De twee overgebleven cameralieden, werkten daarna voor vier.

De onbemande camera zette ik op een krap totaal.

Niemand iets van gemerkt. Het sprak zich binnen de

destijds nog redelijk kleine kring van cameralieden natuurlijk

wel door en het na-ijleffect was heel gunstig.

Nooit meer dat soort problemen gehad.

Temeer, omdat er al snel een natuurlijke selectie plaats vond 

van mensen die qua smaak, ambitie en talent bij elkaar pasten.

Nabewerking: Uit de baarmoeder van zwart/wit televisie was nog maar 

net een bewegend, transporteerbaar plaatje geboren. 

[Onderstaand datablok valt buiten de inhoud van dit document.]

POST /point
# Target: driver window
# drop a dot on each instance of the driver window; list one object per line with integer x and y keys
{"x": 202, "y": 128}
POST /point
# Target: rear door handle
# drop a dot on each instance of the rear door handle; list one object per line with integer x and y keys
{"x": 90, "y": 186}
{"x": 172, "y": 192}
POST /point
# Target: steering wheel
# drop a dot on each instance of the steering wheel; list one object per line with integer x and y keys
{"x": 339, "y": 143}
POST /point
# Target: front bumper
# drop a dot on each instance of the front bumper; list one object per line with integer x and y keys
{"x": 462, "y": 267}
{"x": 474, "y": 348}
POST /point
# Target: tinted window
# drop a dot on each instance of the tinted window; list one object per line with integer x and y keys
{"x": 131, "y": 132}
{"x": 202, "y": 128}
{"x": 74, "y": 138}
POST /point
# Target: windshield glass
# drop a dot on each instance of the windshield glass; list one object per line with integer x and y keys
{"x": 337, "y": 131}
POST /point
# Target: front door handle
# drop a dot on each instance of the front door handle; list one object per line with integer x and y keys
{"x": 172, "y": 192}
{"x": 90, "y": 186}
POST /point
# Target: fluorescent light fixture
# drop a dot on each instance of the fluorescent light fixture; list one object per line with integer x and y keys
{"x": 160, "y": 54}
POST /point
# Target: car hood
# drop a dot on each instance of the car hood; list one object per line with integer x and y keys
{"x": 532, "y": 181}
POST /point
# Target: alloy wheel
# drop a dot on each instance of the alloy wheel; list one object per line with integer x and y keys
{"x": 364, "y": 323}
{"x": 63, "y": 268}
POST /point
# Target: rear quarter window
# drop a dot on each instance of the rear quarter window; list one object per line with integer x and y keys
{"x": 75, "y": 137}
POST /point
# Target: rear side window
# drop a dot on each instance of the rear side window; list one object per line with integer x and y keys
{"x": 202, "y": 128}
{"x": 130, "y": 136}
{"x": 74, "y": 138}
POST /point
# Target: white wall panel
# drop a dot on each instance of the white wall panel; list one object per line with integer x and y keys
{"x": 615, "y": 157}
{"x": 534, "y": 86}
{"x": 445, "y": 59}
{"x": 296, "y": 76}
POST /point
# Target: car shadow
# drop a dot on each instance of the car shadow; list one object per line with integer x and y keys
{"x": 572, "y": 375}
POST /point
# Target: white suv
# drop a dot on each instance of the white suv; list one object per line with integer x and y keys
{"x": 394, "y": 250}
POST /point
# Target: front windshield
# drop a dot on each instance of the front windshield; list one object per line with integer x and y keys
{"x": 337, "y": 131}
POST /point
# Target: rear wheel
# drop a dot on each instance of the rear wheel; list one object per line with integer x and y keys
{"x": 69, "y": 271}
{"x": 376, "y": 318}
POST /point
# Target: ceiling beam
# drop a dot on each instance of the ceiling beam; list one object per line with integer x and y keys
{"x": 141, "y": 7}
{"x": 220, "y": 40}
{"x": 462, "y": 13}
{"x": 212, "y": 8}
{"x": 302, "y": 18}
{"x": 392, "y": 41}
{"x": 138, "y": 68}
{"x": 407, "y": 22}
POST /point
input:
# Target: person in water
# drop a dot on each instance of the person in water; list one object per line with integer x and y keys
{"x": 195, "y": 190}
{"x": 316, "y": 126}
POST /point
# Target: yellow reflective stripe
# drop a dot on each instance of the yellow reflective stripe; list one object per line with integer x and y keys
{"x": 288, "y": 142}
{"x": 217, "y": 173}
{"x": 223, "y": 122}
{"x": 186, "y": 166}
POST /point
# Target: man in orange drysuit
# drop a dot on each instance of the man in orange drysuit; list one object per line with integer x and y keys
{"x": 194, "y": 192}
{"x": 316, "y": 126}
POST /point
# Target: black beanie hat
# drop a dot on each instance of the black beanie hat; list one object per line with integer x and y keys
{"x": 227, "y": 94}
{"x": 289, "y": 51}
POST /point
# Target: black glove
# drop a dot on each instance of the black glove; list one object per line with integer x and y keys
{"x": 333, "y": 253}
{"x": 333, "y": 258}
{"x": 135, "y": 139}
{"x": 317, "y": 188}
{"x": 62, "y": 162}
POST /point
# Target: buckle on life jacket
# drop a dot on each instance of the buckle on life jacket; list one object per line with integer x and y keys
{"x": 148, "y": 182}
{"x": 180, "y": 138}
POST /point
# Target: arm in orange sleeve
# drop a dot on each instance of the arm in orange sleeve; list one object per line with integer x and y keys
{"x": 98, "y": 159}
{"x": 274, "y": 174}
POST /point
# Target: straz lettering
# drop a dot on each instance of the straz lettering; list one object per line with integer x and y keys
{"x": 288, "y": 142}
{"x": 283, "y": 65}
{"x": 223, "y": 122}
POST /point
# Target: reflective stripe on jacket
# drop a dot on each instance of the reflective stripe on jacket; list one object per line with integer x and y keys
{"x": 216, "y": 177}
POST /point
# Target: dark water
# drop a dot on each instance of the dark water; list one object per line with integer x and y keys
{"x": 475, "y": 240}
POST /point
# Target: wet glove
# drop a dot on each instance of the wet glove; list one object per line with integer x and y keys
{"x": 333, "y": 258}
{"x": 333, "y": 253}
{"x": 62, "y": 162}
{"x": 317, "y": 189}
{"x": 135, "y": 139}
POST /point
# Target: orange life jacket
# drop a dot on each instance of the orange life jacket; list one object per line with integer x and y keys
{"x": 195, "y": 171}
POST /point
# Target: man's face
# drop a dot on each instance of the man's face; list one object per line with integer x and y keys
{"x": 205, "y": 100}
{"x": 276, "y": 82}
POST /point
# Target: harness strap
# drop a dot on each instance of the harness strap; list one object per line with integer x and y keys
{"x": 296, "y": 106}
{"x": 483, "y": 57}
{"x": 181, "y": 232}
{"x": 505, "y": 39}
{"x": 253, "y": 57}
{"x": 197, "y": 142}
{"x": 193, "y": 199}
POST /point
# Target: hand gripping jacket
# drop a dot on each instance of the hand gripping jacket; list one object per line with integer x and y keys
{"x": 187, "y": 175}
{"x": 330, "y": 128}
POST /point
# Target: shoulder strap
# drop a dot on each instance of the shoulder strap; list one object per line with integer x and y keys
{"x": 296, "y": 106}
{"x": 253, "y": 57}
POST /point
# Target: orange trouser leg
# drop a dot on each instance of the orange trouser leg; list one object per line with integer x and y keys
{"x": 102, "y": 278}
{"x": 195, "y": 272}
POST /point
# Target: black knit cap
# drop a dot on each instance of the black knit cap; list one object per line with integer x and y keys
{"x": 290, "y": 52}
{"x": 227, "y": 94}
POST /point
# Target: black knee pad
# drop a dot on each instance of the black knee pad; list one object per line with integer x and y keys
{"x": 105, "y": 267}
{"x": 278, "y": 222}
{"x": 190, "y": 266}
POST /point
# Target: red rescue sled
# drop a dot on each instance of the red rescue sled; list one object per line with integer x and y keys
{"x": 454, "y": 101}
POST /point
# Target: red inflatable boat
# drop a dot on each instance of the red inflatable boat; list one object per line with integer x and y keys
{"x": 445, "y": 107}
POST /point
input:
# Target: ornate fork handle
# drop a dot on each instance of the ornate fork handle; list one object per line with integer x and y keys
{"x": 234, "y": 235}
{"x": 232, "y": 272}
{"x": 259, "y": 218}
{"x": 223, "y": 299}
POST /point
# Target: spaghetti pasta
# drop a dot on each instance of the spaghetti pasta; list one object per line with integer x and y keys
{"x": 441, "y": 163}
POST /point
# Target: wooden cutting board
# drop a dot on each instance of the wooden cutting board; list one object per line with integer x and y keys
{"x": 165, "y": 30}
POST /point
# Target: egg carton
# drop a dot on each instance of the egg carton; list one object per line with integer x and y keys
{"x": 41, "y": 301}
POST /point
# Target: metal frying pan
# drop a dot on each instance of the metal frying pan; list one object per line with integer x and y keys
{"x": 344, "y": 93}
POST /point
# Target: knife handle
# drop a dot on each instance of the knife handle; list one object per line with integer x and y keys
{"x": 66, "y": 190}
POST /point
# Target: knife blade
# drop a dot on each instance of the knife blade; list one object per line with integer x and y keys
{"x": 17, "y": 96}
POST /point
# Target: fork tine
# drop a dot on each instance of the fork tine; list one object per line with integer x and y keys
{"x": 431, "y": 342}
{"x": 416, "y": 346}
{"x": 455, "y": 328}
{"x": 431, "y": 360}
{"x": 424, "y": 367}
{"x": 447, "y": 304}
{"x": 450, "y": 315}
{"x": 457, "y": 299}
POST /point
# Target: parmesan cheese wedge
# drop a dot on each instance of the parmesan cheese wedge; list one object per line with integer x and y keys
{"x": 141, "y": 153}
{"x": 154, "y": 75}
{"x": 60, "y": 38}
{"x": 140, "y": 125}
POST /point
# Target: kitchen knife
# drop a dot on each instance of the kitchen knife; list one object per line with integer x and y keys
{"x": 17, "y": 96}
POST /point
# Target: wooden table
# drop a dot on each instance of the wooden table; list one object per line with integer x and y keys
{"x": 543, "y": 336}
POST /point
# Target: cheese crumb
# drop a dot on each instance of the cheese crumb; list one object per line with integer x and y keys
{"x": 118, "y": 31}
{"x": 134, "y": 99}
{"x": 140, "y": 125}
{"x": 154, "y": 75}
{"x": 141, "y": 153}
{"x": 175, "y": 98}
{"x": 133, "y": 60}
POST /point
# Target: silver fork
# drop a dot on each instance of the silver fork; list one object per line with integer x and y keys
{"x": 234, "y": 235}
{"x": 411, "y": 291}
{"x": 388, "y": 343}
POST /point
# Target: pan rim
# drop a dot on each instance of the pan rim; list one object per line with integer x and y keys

Apparatuur om die plaatjes te kunnen editen en bewerken, zou nog 

lange tijd op zich laten wachten. 

Omdat het continuety-idee van een soort schaakbord, een bewerking 

vereiste op de optische bank liet ik het programma opnemen op 

16mm tele-recording. Dat is de enige reden waarom het programma 

de begintijd heeft overleefd. Alle beeldbandopnames uit die tijd zijn 

gewist, verbrand of weggegooid.

http://www.bobrooyens.com/Movies/dakotastaton_clip1_cherokee.mov

Mij was al snel duidelijk dat het medium zelf, de elektronica,  

een authentiek stuk gereedschap is, dat de creativiteit van de maker  

meer mogelijkheden bied dan het in een bepaalde volgorde zetten  

van verschillende uitsnedes. 

.  

Techniek is gereedschap. Het is het penseel en de verf van de schilder,  

het zijn de letters van de literator. Rembrandt gebruikte hetzelfde doek,  

dezelfde penselen en dezelfde verf als andere schilders toen en nu.  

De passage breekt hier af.